Bienkowski, M.S. et al. Nat. Neurosci. 21, 1628–1643 (2018)

Not long after moving to southern California to start his postdoc with Hongwei Dong, Mike Bienkowski found himself at a meeting listening to neuroscientists debate the divisions of the hippocampus. At the time, this small area deep in the brain was thought to be functionally divided in two, with a dorsal region responsible for aspects of cognition and information processing and a ventral region involved in emotion and stress responses. Where was the dividing line? “Nobody really knows,” says Bienkowski. “Different people had different ideas about how to divide up the hippocampus.”
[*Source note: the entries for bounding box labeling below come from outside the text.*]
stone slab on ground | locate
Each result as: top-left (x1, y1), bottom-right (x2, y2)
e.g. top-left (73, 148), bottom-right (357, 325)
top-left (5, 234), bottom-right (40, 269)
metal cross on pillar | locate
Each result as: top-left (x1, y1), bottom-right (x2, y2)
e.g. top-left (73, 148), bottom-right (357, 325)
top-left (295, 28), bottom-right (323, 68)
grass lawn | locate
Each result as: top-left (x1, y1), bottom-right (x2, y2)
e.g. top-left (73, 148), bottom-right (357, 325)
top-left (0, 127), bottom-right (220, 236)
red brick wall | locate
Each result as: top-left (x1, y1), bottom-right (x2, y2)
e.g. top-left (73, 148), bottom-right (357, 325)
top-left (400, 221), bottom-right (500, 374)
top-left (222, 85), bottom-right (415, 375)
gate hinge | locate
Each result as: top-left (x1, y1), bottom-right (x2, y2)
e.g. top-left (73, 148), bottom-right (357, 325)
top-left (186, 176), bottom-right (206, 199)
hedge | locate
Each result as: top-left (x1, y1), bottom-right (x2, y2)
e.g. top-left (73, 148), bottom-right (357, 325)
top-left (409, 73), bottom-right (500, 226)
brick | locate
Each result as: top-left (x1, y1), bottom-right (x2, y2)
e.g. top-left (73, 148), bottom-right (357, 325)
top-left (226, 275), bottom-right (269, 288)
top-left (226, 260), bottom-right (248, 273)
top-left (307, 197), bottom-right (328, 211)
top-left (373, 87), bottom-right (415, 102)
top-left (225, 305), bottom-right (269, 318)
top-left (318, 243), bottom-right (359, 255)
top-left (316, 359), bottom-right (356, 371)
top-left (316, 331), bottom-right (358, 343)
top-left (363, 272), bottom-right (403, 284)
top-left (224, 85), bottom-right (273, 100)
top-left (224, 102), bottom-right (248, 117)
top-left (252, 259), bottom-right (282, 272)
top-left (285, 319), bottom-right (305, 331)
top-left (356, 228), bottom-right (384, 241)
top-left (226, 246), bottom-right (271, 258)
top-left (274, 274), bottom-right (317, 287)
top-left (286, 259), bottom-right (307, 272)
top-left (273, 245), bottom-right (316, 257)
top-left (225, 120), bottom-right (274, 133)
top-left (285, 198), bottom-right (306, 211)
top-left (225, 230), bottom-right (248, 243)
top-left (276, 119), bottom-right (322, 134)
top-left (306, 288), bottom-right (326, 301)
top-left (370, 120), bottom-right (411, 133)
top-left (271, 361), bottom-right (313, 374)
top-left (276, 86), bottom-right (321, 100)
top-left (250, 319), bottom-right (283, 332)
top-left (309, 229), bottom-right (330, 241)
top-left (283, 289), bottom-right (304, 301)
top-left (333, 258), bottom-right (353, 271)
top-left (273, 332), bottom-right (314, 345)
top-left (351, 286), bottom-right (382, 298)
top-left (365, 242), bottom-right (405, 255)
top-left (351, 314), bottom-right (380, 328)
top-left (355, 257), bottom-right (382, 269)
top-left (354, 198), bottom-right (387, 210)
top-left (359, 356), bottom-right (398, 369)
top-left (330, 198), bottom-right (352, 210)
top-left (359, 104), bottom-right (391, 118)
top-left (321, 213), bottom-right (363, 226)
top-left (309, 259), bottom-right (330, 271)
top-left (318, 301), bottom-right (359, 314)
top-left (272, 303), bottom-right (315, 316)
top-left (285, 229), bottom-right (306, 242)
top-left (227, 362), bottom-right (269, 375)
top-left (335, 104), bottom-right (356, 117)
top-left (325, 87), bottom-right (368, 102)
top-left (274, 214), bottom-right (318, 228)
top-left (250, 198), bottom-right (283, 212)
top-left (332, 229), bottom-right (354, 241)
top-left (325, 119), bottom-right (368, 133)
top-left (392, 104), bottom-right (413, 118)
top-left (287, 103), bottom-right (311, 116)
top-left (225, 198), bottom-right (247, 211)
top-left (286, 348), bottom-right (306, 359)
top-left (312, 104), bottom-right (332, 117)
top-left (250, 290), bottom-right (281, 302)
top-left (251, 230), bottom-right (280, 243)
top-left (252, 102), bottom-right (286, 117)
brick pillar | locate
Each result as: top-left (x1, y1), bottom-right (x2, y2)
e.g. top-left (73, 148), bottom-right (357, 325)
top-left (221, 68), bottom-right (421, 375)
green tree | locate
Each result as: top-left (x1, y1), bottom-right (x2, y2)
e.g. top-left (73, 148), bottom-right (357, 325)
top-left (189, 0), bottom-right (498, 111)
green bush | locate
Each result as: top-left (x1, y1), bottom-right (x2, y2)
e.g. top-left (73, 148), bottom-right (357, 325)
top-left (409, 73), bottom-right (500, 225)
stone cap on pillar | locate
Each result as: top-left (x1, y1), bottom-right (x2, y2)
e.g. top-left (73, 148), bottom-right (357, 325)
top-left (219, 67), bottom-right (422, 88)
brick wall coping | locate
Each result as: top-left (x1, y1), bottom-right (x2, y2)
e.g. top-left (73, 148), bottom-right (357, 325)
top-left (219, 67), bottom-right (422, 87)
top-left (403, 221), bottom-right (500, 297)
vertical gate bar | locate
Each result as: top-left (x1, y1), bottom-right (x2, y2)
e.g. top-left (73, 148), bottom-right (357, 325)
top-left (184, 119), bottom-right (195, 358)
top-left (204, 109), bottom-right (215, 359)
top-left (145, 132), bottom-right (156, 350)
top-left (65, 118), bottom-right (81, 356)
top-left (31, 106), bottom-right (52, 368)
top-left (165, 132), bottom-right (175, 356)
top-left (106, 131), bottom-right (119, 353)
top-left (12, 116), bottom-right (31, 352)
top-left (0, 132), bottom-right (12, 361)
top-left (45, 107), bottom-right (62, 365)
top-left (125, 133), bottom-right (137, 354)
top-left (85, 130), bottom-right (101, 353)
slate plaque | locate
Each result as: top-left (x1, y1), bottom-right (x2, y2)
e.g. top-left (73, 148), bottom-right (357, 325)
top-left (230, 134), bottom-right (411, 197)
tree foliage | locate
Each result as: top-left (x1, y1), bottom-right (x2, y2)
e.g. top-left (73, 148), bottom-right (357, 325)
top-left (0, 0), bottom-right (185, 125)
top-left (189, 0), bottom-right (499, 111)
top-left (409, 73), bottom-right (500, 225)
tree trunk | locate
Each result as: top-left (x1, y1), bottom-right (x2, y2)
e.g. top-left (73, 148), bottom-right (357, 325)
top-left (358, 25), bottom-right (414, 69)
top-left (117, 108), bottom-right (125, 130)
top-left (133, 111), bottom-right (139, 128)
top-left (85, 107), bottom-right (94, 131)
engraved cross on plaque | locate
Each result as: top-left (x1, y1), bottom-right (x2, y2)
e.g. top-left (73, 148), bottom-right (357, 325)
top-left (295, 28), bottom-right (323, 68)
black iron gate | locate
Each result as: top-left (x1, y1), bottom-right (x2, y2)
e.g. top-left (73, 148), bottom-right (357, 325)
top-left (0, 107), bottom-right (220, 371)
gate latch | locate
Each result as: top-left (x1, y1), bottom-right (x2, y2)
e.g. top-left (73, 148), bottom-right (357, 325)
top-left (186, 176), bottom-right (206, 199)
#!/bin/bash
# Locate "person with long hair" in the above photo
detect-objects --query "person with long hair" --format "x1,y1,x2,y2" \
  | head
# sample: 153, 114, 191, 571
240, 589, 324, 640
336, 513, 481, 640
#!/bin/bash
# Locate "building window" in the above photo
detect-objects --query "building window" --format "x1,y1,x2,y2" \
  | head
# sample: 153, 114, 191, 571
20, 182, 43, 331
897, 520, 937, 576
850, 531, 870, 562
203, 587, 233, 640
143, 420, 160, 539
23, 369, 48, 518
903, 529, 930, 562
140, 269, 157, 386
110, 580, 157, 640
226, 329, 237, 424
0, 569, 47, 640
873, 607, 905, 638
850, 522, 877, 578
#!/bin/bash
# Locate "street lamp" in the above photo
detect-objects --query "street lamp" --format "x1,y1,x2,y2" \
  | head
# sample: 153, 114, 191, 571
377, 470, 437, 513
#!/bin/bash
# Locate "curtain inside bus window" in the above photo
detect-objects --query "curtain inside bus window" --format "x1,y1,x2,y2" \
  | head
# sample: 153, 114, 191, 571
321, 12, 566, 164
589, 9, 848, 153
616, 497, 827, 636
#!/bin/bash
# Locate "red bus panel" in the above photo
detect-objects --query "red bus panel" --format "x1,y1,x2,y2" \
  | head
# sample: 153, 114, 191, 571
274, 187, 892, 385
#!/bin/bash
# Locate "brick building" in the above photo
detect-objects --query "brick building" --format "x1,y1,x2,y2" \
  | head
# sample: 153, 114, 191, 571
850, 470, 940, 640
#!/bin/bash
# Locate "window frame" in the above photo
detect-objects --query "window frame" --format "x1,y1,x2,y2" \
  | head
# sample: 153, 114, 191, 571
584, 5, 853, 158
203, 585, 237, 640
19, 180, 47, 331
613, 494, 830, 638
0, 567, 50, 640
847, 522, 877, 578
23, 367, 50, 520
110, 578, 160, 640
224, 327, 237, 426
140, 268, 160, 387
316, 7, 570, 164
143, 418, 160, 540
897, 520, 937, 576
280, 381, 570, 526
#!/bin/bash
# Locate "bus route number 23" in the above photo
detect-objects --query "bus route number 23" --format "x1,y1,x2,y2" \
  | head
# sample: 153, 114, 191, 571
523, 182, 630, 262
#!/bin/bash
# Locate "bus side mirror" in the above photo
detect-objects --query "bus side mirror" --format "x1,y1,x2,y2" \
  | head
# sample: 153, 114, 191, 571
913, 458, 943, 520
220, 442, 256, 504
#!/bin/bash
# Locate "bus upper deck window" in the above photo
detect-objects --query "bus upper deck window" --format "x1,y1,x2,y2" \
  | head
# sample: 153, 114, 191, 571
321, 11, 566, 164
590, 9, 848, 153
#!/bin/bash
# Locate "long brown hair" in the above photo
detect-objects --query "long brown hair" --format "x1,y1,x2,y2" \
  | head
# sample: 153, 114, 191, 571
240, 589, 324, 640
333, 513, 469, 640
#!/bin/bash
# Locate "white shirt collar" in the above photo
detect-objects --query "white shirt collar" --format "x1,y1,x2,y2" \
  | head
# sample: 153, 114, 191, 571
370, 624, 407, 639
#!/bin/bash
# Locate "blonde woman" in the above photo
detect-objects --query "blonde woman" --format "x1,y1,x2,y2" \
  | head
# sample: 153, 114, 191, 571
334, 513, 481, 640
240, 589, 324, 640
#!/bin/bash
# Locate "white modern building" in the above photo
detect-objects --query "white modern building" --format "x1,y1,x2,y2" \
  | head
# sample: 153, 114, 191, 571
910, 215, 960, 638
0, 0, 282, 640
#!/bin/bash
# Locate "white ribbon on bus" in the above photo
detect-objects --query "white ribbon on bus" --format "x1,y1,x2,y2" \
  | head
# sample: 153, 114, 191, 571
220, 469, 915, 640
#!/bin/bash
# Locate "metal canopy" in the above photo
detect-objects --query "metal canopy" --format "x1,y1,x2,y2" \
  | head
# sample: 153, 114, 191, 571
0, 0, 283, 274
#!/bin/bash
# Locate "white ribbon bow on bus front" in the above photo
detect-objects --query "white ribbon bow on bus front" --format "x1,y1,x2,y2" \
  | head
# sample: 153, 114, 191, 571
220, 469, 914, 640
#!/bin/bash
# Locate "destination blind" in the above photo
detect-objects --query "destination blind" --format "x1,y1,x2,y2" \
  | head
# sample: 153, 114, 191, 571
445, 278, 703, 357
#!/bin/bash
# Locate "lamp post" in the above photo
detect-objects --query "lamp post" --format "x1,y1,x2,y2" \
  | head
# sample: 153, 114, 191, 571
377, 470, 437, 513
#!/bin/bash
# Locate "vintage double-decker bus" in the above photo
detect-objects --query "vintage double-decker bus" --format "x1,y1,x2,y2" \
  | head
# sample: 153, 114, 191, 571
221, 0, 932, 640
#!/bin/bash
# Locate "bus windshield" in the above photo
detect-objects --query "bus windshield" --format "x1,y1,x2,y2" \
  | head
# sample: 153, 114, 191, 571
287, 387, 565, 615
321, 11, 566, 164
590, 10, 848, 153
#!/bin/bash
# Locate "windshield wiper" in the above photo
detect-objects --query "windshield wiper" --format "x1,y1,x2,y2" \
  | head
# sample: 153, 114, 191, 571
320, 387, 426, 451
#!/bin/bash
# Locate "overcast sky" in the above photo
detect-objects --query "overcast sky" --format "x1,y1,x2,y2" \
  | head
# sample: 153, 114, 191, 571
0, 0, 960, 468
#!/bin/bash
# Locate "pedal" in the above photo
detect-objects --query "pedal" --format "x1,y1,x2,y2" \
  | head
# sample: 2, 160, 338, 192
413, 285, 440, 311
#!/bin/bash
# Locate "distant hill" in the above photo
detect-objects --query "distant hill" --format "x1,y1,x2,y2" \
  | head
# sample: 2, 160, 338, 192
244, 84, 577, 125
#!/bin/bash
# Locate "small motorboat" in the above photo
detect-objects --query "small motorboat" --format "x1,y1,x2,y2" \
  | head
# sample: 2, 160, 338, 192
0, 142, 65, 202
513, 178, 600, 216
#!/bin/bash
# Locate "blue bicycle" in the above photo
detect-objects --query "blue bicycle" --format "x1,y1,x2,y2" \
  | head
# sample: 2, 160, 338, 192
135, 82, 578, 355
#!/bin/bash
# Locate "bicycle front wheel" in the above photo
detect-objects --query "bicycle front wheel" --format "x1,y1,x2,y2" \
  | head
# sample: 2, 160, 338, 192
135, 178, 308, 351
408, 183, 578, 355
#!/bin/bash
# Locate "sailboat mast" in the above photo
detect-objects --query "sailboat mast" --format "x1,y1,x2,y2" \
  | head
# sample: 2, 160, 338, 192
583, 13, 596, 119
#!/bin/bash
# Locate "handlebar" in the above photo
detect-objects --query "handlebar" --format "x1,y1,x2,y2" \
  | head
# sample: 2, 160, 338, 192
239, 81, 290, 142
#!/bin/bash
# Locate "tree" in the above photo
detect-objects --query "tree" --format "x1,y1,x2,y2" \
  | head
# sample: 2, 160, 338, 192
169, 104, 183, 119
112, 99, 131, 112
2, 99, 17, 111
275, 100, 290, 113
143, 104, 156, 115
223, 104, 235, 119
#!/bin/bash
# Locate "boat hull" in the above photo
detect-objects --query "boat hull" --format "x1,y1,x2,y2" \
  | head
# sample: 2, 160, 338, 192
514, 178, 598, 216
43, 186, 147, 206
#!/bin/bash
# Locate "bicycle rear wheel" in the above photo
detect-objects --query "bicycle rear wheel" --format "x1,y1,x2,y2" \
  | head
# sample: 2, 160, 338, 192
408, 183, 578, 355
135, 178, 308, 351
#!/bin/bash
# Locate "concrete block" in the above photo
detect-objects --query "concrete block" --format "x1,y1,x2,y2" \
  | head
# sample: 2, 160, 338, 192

Meanwhile, the results of gene expression studies were starting to suggest that it wasn’t quite such a simple split, Bienkowski says. To better understand how gene expression and neural connectivity in the mouse hippocampus contribute to behavior, the field needed a better breakdown.

He started digging into the Allen Brain Atlas, a database with information about over 20,000 genes found in the mouse brain that Dong helped develop during his time at the Allen Institute in Seattle. Rather than evaluating all 258 hippocampal genes one-by-one, Bienkowski and his colleagues looked at multiple gene expression distributions to identify unique patterns. Their approach revealed 20 distinct regions in the mouse hippocampus, not two.

The notion of a dorsal-ventral split was not so far off though.

With their atlas built from gene expression patterns, the team moved in vivo. They used tracer molecules to anatomically outline the neural connectivity within the mouse hippocampus and then conducted a network analysis of the resulting map. They saw just two networks connecting all the different regions.

“That kind of ties it back together,” says Bienkowski. “The way we can explain why behaviorists see this dorsal and ventral hippocampus when there’s twenty different subregions is because they’re wired together as two separate networks.”

All of the data behind the team’s Hippocampus Gene Expression Atlas plus tools investigate it are available online as part of the larger Mouse Connectome Project, which Dong leads at the University of Southern California. With funding from the NIH Brain Initiative, the lab plans to systematically map the connectivity of the entire mouse brain to the same level of detail that demonstrated for the hippocampus.

It’ll then be on to defining specific cell types in the different regions and sub-regions of the brain and translating the results across species, from mouse to rat and larger animals and, eventually, on to humans.